Schinzel-Giedion Syndrome (SGS) is a rare genetic disorder caused by mutations in the SETBP1 gene. It is characterized by severe developmental delays, distinctive facial features, multiple congenital anomalies, and a high risk of childhood cancers.
Causes of Schinzel-Giedion Syndrome
- SETBP1 Gene Mutation-
The SETBP1 gene is located on chromosome 18 (18q12.3).
Mutations in this gene lead to abnormal protein function, which disrupts normal cell growth, development, and differentiation.
These mutations cause abnormal brain development, facial features, and organ malformations.
- De Novo Mutations-
In almost all cases, the mutation occurs spontaneously (de novo) in the affected child.
This means that parents do not carry or pass down the mutation.
The risk of having another child with SGS is very low, but genetic counseling is recommended.
- Mechanism of Disease
The mutant SETBP1 protein is overactive, leading to excessive cell signaling and abnormal tissue development.

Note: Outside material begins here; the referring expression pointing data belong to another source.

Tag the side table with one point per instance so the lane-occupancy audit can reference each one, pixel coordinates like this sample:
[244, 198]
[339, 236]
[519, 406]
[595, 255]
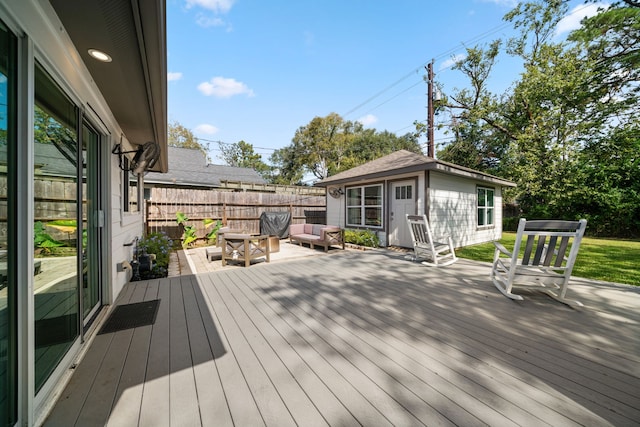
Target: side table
[244, 247]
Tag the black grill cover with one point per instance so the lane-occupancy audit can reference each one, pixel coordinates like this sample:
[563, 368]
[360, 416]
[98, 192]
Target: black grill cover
[275, 224]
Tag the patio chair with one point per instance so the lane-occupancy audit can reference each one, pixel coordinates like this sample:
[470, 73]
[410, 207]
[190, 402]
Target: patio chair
[539, 258]
[438, 251]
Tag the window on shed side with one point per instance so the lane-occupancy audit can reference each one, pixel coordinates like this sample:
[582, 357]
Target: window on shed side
[486, 206]
[364, 206]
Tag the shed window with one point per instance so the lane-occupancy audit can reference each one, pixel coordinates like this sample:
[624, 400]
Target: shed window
[485, 207]
[403, 192]
[364, 206]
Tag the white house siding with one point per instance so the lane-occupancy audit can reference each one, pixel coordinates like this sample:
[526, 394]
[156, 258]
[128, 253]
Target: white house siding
[335, 209]
[452, 209]
[336, 206]
[55, 51]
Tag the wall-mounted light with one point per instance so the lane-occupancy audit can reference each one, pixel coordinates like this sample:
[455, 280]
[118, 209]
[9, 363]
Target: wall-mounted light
[99, 55]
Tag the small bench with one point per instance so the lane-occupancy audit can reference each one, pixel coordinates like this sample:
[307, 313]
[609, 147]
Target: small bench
[316, 235]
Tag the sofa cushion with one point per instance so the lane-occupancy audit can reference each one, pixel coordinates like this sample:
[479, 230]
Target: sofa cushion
[317, 229]
[307, 237]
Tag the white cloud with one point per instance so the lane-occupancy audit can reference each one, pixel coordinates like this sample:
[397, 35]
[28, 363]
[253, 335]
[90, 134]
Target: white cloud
[174, 76]
[451, 61]
[572, 20]
[206, 129]
[217, 6]
[506, 3]
[221, 87]
[368, 120]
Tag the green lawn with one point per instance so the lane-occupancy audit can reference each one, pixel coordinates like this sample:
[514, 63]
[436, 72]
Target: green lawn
[600, 259]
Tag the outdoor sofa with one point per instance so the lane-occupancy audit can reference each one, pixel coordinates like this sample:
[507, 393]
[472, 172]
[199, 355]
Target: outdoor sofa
[316, 235]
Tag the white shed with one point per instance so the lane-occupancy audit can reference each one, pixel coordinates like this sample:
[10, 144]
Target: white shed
[461, 202]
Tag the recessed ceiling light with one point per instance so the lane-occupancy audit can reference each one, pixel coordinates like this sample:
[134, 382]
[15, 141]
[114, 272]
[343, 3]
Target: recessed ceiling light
[99, 55]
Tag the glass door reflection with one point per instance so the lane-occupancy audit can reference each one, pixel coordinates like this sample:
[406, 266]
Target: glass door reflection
[57, 235]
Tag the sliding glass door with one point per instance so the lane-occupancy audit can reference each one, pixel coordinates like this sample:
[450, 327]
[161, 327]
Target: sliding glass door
[8, 217]
[68, 224]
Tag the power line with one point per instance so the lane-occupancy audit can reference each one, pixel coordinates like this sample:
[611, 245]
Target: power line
[440, 56]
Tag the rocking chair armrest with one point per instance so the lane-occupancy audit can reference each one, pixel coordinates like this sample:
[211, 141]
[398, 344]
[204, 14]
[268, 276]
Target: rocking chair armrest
[501, 248]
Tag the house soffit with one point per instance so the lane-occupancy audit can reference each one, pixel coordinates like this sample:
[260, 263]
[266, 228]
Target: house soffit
[134, 83]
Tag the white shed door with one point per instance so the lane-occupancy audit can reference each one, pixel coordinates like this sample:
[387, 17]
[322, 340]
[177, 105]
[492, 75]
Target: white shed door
[402, 202]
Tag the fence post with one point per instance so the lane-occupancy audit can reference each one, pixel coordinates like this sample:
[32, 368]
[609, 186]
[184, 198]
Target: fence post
[224, 214]
[146, 216]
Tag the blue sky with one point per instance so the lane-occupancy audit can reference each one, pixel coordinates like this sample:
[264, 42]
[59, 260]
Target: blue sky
[257, 70]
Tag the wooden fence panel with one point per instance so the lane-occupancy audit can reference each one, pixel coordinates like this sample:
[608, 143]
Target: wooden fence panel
[237, 210]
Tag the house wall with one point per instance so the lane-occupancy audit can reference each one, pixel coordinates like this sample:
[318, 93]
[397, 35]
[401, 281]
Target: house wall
[35, 23]
[453, 209]
[335, 209]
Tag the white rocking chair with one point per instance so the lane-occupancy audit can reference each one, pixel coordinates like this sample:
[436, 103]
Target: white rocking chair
[437, 252]
[544, 264]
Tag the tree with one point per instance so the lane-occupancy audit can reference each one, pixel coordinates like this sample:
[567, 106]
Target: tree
[180, 136]
[370, 144]
[329, 145]
[572, 100]
[320, 146]
[242, 155]
[287, 169]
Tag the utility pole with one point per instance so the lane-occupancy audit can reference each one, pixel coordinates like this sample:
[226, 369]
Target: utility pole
[430, 122]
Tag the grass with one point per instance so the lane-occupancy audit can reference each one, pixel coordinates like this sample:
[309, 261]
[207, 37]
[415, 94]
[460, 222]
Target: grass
[598, 259]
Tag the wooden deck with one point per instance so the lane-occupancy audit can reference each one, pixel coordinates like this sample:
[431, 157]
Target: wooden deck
[361, 338]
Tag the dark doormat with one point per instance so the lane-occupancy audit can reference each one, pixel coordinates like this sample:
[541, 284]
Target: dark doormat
[129, 316]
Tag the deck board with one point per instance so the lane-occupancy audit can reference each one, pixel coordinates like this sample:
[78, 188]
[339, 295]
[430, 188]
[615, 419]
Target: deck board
[361, 338]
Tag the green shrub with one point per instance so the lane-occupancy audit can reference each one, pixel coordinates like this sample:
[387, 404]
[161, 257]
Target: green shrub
[366, 238]
[189, 235]
[159, 244]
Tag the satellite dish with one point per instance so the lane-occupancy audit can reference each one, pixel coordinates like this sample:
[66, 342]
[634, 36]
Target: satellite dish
[335, 192]
[146, 156]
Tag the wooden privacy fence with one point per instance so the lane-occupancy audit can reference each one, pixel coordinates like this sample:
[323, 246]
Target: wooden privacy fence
[237, 210]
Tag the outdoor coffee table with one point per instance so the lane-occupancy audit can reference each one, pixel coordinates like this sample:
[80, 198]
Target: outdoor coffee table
[244, 247]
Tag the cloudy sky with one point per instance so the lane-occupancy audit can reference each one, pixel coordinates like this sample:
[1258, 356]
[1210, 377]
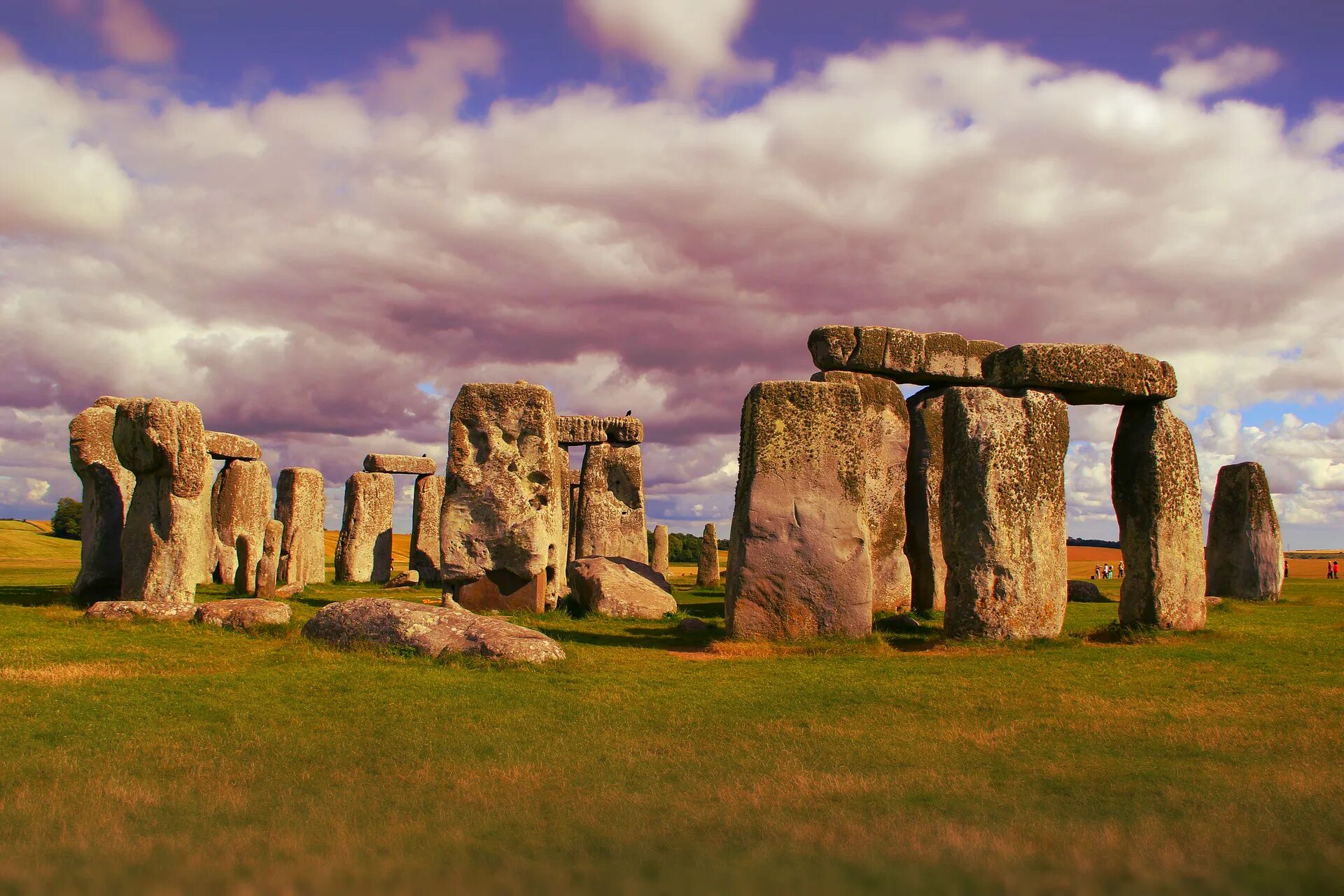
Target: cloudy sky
[318, 218]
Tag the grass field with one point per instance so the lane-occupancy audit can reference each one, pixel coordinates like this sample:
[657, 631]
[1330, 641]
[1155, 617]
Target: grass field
[163, 758]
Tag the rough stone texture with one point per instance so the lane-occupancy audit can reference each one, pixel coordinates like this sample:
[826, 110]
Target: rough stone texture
[400, 464]
[799, 562]
[593, 430]
[226, 447]
[302, 508]
[106, 496]
[245, 614]
[429, 630]
[239, 504]
[1003, 512]
[924, 500]
[365, 548]
[1155, 486]
[163, 445]
[886, 442]
[660, 550]
[905, 356]
[502, 485]
[610, 519]
[163, 610]
[707, 562]
[616, 589]
[1245, 548]
[1082, 374]
[426, 516]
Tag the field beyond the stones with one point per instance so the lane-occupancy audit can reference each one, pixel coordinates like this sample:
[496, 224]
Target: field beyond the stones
[160, 758]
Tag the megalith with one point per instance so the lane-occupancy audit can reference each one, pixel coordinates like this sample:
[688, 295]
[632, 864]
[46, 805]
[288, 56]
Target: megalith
[886, 444]
[1003, 512]
[365, 548]
[1155, 486]
[1245, 554]
[799, 562]
[162, 444]
[106, 498]
[302, 510]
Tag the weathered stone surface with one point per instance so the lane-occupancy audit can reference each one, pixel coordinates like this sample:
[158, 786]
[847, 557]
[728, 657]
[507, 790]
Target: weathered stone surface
[620, 587]
[163, 445]
[610, 520]
[302, 508]
[426, 516]
[799, 561]
[1155, 486]
[924, 500]
[239, 504]
[163, 610]
[660, 550]
[886, 442]
[1082, 374]
[1245, 548]
[226, 447]
[106, 496]
[707, 562]
[432, 631]
[365, 548]
[901, 355]
[1003, 512]
[245, 614]
[502, 485]
[407, 464]
[593, 430]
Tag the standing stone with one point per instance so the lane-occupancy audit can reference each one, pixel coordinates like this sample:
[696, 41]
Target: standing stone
[302, 510]
[239, 504]
[707, 564]
[162, 444]
[1155, 486]
[886, 425]
[106, 496]
[610, 519]
[1245, 547]
[1003, 512]
[924, 500]
[799, 562]
[365, 548]
[502, 488]
[426, 514]
[660, 550]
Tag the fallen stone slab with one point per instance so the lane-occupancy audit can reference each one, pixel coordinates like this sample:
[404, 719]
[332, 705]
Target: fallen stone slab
[1082, 374]
[432, 631]
[407, 464]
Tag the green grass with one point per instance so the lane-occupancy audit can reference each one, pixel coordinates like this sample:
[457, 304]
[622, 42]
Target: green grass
[160, 758]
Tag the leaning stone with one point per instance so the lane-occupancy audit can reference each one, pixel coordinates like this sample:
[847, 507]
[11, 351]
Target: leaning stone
[106, 496]
[616, 587]
[433, 631]
[1245, 547]
[1155, 486]
[365, 548]
[409, 464]
[799, 562]
[1082, 374]
[163, 445]
[1003, 514]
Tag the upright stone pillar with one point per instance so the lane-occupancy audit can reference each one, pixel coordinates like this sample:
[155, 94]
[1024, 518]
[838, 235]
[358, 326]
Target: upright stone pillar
[1155, 486]
[106, 496]
[1003, 512]
[799, 562]
[365, 548]
[163, 445]
[1245, 547]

This affects brain function, and organ formation, and increases the risk of tumors.
- Is SGS Inherited?
No, SGS is not inherited in the typical sense.
Since mutations happen randomly, parents are usually not affected carriers.
Rarely, mosaicism (when some of a parent’s cells carry the mutation) could slightly increase the risk in future pregnancies.
Symptoms of Schinzel-Giedion Syndrome
Schinzel-Giedion Syndrome (SGS) is a severe genetic disorder that affects multiple body systems. Symptoms are present from birth and worsen over time.
- Distinctive Facial Features
Prominent forehead (frontal bossing)
Deep-set eyes with a wide nasal bridge
Upturned nose with a short philtrum (space between nose and upper lip)
Low-set, malformed ears
Wide mouth with a thin upper lip
Excess facial hair (hirsutism) in some cases
- Severe Developmental Delay & Neurological Symptoms
Profound intellectual disability (severe cognitive impairment)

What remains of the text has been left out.